Receives Approval for Phase I Trial in Europe

Handok(Young Jin Kim, CEO) and Genexine Inc.(Young Chul Sung, CEO) announced the approval by Competent Authority in the Netherlands (CCMO: Centrale Commmissie Mensgebonden Onderzoek, IEC:Institutional Ethics Committee) for the phase I clinical trial of GX-H9, a long-acting human growth hormone(hGH) co-developed by Handok and Genexine.

Human growth hormone therapeutics treat dwarfism(growth defect), with a global market size of approximately 3 billion in 2012. A recent expansion into the adult market for anti-aging purposes positions this biologic for blockbuster status with a considerable market volume. In ‘GX-H9’ Genexine’s proprietary antibody-fusion technology(hyFc) was applied to the human growth hormone. As an innovative next-generation long-acting biologic, ‘GX-H9’ is administered once or twice a month compared to conventional therapeutics which requires daily administration.

In February 2012, ‘GX-H9’ was designated as the first project supported by the Korea Drug Development Fund. Handok and Genexine, as strategic partners, entered into a co-development and technology transfer agreement last July for the clinical development and commercialization of ‘GX-H9.’ Preclinical studies of ‘GX-H9’ was completed successfully in Europe last July, and phase I clinical trials are to be started late August in hospitals situated in the Netherlands by the global contract research organization PRA.

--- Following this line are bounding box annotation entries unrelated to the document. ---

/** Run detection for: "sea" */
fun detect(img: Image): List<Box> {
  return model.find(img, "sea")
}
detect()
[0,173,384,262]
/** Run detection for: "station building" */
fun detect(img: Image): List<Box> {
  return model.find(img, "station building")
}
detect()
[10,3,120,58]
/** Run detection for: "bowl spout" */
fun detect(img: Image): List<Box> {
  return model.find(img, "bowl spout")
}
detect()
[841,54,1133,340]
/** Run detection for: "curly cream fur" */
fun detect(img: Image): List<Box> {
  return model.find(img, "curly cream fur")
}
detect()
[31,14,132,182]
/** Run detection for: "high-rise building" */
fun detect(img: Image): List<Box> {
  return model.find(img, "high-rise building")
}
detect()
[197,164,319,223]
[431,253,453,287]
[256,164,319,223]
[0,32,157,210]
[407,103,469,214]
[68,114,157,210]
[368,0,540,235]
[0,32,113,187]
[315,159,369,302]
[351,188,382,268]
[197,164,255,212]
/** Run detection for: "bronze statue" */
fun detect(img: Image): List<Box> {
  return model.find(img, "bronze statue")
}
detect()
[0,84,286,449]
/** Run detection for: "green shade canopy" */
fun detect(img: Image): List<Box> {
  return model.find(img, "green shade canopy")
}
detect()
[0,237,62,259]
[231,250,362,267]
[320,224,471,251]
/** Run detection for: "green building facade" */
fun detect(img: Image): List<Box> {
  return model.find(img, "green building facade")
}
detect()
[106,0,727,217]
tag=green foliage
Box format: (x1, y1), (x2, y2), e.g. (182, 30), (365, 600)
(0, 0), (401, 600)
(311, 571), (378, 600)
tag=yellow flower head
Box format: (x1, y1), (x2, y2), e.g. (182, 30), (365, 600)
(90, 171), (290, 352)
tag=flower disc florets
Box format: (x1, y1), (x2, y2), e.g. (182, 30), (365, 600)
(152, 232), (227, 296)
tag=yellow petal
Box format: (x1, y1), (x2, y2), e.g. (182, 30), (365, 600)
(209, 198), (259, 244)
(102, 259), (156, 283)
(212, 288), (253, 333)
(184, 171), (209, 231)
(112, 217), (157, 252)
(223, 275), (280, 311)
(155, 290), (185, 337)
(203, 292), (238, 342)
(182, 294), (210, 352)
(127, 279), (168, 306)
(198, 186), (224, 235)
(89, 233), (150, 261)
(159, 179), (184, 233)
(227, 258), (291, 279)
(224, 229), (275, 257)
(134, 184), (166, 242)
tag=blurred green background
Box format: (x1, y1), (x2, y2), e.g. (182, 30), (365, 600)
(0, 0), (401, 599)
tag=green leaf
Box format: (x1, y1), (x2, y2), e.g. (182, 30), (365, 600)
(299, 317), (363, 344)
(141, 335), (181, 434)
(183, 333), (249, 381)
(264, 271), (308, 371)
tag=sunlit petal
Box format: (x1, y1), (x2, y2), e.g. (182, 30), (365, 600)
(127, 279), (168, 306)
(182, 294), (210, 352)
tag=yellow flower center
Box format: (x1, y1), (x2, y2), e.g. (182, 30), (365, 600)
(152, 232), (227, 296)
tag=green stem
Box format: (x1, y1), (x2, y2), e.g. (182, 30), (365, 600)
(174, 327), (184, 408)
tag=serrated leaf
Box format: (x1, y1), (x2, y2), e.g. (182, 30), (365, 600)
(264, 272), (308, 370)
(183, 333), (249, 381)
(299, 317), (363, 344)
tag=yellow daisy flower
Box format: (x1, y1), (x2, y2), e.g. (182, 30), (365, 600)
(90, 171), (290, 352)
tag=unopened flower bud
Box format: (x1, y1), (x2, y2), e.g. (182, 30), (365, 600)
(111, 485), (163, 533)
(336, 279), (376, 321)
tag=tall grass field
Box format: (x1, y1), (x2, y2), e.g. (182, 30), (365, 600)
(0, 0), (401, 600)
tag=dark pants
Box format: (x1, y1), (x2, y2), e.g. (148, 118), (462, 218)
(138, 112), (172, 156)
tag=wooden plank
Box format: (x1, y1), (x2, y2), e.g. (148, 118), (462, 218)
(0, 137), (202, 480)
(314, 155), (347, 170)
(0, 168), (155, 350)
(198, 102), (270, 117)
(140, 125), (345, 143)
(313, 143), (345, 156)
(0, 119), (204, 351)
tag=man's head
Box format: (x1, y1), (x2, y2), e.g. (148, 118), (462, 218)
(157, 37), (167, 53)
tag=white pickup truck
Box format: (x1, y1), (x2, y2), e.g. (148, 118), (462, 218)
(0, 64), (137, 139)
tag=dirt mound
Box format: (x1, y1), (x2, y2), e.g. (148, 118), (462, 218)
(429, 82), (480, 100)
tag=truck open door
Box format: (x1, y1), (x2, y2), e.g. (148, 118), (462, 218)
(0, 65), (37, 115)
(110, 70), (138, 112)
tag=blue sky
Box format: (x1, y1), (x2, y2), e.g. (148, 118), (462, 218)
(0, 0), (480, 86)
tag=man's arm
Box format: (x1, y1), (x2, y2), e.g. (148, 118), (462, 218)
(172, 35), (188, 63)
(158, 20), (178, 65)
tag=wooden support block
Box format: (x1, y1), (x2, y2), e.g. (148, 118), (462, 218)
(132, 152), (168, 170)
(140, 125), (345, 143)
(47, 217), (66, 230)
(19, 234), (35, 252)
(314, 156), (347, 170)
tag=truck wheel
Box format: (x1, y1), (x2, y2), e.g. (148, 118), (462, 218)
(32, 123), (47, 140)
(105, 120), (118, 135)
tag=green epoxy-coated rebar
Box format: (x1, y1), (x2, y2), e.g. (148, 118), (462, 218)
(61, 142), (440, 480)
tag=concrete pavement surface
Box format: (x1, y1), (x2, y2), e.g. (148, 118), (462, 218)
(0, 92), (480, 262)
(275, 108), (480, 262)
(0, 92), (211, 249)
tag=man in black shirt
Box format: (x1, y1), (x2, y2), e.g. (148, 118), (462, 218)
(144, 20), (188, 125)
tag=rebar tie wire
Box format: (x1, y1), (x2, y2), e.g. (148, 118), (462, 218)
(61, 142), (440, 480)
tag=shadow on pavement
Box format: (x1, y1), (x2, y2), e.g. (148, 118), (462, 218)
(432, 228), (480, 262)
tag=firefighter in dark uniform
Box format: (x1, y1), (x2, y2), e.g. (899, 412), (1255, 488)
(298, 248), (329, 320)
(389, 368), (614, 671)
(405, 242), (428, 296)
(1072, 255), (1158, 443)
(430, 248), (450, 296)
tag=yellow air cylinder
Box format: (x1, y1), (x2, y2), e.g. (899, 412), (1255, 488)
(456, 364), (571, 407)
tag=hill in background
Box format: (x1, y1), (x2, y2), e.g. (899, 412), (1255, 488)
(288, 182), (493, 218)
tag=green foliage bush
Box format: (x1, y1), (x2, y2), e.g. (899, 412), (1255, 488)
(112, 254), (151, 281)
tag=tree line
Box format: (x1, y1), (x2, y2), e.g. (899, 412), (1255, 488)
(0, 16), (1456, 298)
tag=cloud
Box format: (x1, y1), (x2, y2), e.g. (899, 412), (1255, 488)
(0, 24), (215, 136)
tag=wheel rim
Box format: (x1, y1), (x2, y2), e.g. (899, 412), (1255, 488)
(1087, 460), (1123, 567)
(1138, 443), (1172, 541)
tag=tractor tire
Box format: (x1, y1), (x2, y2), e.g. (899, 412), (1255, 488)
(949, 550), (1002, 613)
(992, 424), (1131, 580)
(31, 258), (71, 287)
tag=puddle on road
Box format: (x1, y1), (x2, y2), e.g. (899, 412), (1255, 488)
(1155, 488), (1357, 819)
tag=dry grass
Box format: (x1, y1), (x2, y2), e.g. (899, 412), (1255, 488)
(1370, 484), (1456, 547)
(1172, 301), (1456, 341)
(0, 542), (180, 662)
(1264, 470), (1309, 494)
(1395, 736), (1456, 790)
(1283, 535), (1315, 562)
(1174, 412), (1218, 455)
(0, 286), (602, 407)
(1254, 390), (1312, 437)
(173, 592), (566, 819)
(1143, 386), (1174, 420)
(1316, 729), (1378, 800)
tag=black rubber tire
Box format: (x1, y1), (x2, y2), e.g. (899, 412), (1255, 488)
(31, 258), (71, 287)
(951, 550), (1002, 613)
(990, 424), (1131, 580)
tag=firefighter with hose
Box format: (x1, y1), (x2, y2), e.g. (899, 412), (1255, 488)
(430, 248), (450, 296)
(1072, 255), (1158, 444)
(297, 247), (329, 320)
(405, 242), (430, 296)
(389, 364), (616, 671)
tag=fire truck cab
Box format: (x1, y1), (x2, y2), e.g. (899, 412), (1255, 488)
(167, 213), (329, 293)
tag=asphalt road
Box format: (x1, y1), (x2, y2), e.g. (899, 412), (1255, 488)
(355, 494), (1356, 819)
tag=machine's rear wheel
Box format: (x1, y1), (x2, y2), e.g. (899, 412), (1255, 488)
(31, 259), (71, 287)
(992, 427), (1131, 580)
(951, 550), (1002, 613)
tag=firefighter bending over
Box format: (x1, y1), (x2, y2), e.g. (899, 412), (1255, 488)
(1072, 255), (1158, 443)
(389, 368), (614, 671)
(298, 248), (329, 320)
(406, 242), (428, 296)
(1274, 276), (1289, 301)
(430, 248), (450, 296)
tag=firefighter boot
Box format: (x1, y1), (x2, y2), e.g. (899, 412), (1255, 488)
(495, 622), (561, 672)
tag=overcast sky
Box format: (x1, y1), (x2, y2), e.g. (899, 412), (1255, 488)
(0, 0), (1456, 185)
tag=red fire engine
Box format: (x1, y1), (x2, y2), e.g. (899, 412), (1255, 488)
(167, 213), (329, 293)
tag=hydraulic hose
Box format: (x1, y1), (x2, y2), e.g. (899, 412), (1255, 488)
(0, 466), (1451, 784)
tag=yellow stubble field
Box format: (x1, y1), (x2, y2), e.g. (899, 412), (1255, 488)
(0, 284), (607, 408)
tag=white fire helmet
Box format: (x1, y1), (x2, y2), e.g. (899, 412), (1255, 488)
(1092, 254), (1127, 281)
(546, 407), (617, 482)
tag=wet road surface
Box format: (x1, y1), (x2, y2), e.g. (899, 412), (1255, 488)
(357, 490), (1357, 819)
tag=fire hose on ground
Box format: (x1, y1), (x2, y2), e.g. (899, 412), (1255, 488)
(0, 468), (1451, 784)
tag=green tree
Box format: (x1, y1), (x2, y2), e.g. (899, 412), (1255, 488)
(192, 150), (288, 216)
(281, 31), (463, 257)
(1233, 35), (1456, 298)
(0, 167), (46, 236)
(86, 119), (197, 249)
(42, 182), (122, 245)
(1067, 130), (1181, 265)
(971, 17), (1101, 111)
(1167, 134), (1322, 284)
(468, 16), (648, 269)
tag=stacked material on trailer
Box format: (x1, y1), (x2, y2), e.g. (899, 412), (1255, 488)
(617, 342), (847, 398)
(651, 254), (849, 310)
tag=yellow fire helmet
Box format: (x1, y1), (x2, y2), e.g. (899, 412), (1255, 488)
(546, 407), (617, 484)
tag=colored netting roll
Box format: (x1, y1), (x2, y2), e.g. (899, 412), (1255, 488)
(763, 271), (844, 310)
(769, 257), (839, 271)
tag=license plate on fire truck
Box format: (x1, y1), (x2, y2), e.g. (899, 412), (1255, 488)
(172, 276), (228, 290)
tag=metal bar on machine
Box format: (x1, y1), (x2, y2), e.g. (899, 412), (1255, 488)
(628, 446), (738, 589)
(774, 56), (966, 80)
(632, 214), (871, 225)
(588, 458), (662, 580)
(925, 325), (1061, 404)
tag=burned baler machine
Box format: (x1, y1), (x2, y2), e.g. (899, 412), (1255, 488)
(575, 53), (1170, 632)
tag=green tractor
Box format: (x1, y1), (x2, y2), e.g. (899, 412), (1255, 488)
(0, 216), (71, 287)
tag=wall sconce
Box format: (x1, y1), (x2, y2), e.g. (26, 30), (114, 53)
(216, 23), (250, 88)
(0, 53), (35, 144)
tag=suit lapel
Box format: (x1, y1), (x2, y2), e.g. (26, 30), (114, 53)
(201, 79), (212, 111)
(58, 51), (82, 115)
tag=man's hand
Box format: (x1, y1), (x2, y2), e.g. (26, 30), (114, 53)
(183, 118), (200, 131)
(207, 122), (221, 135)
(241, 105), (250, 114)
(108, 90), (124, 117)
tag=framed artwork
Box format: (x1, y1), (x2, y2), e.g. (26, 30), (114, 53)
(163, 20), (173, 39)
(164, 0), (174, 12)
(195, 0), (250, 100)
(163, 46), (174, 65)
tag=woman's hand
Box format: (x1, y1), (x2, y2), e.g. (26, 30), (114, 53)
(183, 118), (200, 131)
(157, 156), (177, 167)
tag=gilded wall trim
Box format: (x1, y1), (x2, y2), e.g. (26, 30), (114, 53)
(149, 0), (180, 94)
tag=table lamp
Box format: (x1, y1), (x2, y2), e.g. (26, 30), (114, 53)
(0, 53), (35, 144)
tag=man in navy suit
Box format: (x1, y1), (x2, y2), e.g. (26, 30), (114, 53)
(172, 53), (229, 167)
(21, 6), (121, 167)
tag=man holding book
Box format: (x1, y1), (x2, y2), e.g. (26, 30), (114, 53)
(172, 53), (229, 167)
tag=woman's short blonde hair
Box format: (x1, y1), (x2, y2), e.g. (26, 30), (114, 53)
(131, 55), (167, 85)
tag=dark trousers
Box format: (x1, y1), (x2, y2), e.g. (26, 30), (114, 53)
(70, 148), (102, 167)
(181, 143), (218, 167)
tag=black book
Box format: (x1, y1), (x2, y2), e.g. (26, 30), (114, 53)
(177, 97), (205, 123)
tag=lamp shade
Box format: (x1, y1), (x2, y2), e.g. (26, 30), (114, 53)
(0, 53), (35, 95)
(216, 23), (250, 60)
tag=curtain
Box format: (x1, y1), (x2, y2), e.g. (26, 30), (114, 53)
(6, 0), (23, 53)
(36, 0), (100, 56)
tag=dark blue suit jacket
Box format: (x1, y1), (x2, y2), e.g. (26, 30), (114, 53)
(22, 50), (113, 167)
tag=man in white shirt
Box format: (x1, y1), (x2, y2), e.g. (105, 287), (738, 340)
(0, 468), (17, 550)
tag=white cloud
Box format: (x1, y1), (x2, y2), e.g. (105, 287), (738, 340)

Genexine`s CEO Young Chul Sung stated that “antibody-fusion technology(hyFC) maintains the therapeutic efficacy of hGH while significantly extending the half life. As it was designed for stability and does not cause pain on administration, this next-generation biotechnology is quite suitable for use in hGH therapeutics, which are administered for extended periods to children.”

Handok’s Chairman and CEO Young Jin Kim said, “GX-H9, a next generation long-acting hGH product is expected to take over and expand upon the growth hormone market. We aim to license out this product at a high value to a global pharmaceutical company, after successfully completing international-standard clinical trials in Europe.”